In 1901, Junction City suffered a disastrous fire with thirteen buildings destroyed, including the bank and post office. The origin of the fire is unknown, but it is thought to have begun in a restaurant.

In August 1905, the governor of Arkansas placed the state under a yellow fever quarantine. For Junction City, especially its Louisiana residents, the decree caused chaos.

Guards on the Arkansas side enforced the quarantine and no one from Junction City, Louisiana was allowed to cross the street into Arkansas without going through considerable red tape. One man who owned a business on the Arkansas side but lived in Louisiana side had to move to avoid trouble with the authorities each time he crossed over.

The quarantine muddled everyday life for residents on the Louisiana side of Junction City. Junction City’s town well was in the center of Main Street. The handle to the well pump was in Arkansas. When someone in Louisiana needed a drink from the well, a
citizen in Arkansas had to pump the handle to get water. The Arkansas guards loitered around the pump and kindly filled the tin dippers of those on the Louisiana side. If Louisianans pumped their own water, they faced the likelihood of arrest.

Most businesses were on the Arkansas side. To purchase household provisions during the quarantine, Louisianans lined up along their side of the border and the merchants assembled on the other side to take orders for meat, flour, bread, and other goods. The orders were filled and at an agreed time, customers met merchants again who handed the purchases across the state line. The method was similar to some strategies used during the recent COVID pandemic.

The many dividing lines also created problems at election time in early Junction City.

A 1922 Shreveport Journal article reported, “Always in elections Junction City has a more or less severe political muddle because it is on the dividing line, and it is a difficult matter to separate the sheep from the goats, as it were.” The article told of a lawsuit by the defeated candidate for mayor of Junction City, Louisiana, challenging the election, claiming nine voters who did not live in Junction City cast ballots, 29 voters for the victor owed poll taxes and were ineligible to vote, and one voter did not live in either Louisiana or Arkansas.
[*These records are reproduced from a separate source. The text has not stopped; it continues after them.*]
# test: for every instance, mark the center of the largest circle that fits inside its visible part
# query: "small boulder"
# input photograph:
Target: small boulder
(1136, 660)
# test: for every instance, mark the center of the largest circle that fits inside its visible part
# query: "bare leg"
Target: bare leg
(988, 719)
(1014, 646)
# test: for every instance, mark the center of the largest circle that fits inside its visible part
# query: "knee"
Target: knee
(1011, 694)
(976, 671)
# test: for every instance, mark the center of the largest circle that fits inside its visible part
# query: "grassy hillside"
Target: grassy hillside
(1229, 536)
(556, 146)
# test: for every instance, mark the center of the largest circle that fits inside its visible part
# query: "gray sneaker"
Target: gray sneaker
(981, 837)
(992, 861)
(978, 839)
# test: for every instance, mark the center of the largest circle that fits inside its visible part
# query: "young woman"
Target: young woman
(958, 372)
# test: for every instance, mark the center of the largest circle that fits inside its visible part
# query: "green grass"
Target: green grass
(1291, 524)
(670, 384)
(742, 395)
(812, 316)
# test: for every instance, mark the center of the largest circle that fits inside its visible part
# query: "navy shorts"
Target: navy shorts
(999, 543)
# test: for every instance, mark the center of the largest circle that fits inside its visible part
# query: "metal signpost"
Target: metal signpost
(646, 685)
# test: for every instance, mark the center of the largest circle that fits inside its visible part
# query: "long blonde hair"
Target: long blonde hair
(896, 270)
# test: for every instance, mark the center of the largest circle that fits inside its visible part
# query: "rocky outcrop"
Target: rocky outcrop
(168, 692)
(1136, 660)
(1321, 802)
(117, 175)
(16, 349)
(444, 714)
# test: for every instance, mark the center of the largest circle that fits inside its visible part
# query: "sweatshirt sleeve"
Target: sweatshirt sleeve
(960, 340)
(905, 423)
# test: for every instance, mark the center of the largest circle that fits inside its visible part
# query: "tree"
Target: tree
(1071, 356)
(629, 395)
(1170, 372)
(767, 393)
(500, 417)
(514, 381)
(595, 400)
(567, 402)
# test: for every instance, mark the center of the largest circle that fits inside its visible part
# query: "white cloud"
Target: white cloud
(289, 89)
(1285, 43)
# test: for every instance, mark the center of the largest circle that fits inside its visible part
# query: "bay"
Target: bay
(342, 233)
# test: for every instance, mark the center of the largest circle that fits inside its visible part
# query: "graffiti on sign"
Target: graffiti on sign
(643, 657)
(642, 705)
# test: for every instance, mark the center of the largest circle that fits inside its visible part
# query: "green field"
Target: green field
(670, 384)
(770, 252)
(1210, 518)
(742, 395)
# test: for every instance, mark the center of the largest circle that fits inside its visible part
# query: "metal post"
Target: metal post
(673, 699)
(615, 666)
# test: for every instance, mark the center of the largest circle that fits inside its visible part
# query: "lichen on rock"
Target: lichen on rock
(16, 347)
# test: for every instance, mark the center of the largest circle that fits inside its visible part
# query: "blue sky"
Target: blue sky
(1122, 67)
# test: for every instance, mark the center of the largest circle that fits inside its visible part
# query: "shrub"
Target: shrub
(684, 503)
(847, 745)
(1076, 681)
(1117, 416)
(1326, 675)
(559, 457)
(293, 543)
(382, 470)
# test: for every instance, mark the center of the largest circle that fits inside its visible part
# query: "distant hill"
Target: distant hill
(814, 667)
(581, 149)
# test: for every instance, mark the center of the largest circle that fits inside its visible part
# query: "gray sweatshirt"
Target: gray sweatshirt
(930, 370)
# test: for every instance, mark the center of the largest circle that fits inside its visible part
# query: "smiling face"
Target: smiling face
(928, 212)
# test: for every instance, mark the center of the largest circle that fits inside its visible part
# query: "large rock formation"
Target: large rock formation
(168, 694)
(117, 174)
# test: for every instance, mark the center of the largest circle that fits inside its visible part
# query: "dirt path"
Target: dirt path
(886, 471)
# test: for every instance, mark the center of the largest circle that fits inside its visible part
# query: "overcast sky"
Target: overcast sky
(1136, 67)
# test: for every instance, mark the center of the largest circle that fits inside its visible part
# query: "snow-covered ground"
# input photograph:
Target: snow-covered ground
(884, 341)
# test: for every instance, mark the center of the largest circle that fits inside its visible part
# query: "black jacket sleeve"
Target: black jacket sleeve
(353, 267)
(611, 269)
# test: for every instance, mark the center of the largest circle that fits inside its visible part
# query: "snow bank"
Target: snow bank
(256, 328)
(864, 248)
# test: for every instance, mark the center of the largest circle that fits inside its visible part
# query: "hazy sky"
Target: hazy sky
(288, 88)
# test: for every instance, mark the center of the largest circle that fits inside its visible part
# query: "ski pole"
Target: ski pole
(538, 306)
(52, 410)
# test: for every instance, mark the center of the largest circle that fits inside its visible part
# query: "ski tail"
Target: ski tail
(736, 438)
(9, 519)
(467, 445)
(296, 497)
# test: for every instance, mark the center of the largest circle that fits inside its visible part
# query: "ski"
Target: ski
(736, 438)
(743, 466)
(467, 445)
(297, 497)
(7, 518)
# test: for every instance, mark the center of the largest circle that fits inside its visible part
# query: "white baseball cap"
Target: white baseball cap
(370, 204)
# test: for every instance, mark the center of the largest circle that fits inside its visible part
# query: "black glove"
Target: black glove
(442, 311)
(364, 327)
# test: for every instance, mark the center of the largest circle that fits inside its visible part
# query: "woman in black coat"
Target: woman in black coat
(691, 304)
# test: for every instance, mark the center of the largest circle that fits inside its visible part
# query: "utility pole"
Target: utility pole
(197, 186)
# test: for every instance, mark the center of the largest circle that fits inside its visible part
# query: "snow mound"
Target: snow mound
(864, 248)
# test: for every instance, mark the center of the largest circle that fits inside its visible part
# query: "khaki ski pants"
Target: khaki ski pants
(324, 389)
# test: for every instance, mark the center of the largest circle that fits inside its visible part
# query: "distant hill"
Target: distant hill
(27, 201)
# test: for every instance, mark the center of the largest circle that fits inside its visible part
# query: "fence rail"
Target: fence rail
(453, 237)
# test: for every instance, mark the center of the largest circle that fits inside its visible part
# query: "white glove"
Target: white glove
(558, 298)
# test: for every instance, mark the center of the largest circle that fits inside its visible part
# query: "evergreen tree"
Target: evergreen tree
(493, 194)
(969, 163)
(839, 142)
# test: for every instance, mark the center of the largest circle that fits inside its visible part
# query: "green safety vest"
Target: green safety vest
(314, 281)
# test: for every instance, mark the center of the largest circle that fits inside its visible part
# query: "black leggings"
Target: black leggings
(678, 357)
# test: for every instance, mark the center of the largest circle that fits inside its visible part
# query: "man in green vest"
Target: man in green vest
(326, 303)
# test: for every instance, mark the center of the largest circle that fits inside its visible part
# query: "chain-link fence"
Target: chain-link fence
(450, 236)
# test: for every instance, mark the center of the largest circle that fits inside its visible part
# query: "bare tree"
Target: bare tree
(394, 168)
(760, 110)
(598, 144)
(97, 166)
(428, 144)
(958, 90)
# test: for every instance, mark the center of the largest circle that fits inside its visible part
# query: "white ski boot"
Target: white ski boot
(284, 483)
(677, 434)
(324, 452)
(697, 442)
The suit failed.

Another jurisdictional flap arose in the 1990s over schools. Beginning in the 1920s, some students living in Claiborne and Union Parishes attended school in Junction City, Arkansas. The parish school boards provided buses, teachers, and other resources to help pay for the Louisiana students’ education in Arkansas. The amount of the contributions was renegotiated each year. In 1995, Union Parish withdrew from the agreement and students who once walked to school were bused to Bernice, Farmerville, and Lillie. By 2008, only 58 Claiborne high schoolers and 55 elementary students were attending Junction City schools.

In 2013, the Claiborne Parish School Board withdrew from the arrangement. The Louisiana Board of Elementary and Secondary Education approved a plan for up to 100 Claiborne students to continue to attend Junction City schools. The one-of-a-kind agreement allowed students to remain in Junction City rather than being bused to Claiborne schools. The funding was routed through a charter school that could accept students from across the state.

While the multiple jurisdictions have created issues over the years, for the average resident Junction City is simply Junction City. To those who love their small community, the state, county, parish, and town boundaries are just lines on a map.